Freddie Francis was one of the key directors of the British horror cycle of the 1960s. Although he tends to be overshadowed by Terence Fisher, Francis made contributions to both Hammer’s Dracula and Frankenstein series, directed numerous of their psycho-thrillers and a number of Amicus’s horror anthologies. (See below for Freddie Francis’s other films). A former cinematographer – he had even won an Oscar for his work on Sons and Lovers (1960) – Francis’s films always have a beautifully composed frame, even when some of his latter-day efforts start to look a bit ropey.

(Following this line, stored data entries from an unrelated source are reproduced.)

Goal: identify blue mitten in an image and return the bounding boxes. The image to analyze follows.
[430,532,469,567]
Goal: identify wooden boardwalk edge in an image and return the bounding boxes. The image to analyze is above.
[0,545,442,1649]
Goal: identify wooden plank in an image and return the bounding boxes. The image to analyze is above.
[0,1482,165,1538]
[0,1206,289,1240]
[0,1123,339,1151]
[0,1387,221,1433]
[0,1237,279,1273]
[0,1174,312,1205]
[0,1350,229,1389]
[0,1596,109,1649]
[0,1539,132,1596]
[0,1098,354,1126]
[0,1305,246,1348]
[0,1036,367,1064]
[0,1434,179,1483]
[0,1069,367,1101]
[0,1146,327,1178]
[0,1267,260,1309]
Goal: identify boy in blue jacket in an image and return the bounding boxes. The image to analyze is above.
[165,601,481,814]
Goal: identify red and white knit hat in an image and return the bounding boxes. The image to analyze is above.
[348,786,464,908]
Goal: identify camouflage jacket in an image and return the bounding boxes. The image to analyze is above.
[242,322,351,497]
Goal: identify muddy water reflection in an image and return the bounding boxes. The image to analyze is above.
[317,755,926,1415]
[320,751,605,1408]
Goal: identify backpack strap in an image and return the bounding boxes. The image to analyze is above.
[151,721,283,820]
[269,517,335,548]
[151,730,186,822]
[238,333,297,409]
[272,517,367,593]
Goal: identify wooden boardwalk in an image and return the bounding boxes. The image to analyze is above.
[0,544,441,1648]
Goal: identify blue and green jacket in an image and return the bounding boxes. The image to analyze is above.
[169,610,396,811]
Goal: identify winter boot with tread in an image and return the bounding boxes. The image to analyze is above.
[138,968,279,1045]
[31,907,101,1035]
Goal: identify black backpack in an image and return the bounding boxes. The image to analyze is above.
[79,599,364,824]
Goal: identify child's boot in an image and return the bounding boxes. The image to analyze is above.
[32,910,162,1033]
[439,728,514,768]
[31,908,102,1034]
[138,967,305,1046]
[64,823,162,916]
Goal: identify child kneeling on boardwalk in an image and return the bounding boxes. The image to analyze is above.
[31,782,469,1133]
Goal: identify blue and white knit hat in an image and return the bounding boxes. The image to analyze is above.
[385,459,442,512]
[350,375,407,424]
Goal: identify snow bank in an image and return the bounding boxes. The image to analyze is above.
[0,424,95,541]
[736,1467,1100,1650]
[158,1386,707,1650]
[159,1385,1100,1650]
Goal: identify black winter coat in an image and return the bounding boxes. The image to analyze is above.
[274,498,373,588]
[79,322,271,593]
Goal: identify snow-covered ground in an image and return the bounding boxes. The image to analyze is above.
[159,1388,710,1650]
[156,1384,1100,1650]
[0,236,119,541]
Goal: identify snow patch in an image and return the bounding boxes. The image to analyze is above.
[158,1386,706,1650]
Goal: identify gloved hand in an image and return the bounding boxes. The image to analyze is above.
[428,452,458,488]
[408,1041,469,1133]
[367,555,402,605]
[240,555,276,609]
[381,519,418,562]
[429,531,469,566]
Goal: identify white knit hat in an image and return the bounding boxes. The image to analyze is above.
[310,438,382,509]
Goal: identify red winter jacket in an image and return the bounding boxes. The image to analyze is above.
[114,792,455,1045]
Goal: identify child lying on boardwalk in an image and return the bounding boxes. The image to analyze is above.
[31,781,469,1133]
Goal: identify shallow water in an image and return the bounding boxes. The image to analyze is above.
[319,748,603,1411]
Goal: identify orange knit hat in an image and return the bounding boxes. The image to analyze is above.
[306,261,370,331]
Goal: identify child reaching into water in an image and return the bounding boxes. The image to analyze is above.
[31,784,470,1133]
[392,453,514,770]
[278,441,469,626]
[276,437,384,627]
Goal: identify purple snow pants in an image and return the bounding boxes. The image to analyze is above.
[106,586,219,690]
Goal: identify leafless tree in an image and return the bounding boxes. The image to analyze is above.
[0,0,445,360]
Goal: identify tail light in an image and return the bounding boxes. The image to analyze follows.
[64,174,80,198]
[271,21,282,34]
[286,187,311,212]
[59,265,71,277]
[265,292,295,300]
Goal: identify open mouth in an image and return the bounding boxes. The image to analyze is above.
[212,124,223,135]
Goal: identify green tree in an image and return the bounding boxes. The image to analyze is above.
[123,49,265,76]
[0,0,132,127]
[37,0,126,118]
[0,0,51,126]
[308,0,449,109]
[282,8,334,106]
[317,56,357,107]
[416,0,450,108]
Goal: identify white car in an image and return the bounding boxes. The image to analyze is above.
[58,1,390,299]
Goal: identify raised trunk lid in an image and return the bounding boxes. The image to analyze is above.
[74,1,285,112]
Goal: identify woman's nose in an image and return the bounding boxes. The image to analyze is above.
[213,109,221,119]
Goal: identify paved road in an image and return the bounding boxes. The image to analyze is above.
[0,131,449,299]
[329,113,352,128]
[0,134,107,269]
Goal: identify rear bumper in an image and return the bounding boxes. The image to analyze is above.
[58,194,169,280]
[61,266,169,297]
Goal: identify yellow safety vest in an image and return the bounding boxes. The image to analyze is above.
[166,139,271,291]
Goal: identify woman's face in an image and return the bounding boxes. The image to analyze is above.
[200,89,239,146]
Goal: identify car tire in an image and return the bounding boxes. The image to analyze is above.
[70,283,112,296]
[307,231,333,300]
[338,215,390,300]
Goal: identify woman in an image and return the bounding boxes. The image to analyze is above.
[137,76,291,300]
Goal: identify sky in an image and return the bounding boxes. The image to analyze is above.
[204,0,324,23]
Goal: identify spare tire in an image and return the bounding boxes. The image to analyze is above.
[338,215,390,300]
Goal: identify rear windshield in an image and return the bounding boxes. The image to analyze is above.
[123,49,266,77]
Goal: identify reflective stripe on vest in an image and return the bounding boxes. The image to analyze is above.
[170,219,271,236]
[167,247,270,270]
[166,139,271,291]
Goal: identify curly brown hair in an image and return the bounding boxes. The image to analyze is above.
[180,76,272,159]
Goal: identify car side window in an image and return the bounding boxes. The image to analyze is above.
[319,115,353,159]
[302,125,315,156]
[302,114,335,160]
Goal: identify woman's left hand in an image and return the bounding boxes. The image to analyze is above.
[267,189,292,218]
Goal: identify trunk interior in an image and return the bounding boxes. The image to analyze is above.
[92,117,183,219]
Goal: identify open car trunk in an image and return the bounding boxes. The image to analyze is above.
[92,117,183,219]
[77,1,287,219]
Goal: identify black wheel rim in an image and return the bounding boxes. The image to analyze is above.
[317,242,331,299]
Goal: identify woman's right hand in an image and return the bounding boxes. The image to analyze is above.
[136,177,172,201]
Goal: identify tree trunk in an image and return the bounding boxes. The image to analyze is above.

After working with Hammer and Amicus for the better part of a decade, Francis desired to make a film over which he had complete creative control and so raised the funding for Mumsy, Nanny, Sonny & Girly independently. The film was based on a play Happy Family (1966) by Maisie Mosco, although has been widely changed. Francis asked Brian Comport to write a script set around the Victorian mansion of Oakley Court, which adjoined Hammer’s Bray Studios and had been used as an exterior for many of their films (but never as an interior location). Francis called Mumsy, Nanny, Sonny & Girly his favourite film however it was plagued by poor distribution and hardly ever seen when it came out. Up until 2010, it had never seen a dvd release.

Girly (Vanessa Howard) and Sonny (Howard Trevor) play malicious games with Soldier (Robert Swann) in Mumsy, Nanny, Sonny & Girly (1969)
Girly (Vanessa Howard) and Sonny (Howard Trevor) play malicious games with Soldier (Robert Swann)

Mumsy, Nanny, Sonny & Girly has its share of people who call it an undiscovered classic. I very much looked forward to the film on this basis but eventually find I am not one of those who join the chorus of its praises. I get the central idea – the in-grown family where the adult children have retreated to a psychopathic imbecility. It is one we have seen in other films such as Spider Baby or, The Maddest Story Ever Told (1968), The Baby (1972) and American Gothic (1987), even you could argue Arsenic and Old Lace (1944). Unfortunately, as with most of the above-listed cases, all of this collapses into a series of annoyingly giggly scenes of adults acting like children that soon start to grate on one’s nerves. Much of the film consists of these child-like games.

Francis certainly has the benefit of a beautiful big stately old mansion and grounds. These create an undeniably impressive locale for the happenings and suggests a mentally decaying aristocracy. Alas, the childish games are not that interesting. The film does pick up more of a plot and starts into some interesting psycho-thriller territory towards the end as we see Michael Bryant playing all four of his captors off against each other. Unfortunately, it is not enough to make the film and crucially the part of New Friend has been cast with ordinary working class man Michael Bryant who seems entirely lacking in the magnetic sexual charisma that such a character should have had to make the part work.

Freddie Francis’s other genre films are:- Vengeance/The Brain (1962), Paranoiac (1963), The Evil of Frankenstein (1964), Nightmare (1964), Dr Terror’s House of Horrors (1965), Hysteria (1965), The Skull (1965), The Psychopath (1966), The Deadly Bees (1967), They Came from Beyond Space (1967), Torture Garden (1967), Dracula Has Risen from the Grave (1968), Trog (1970), The Vampire Happening (1971), Tales from the Crypt (1972), Craze (1973), The Creeping Flesh (1973), Tales That Witness Madness (1973), Legend of the Werewolf (1974), Son of Dracula (1974), The Ghoul (1975), The Doctor and the Devils (1985) and Dark Tower (1987).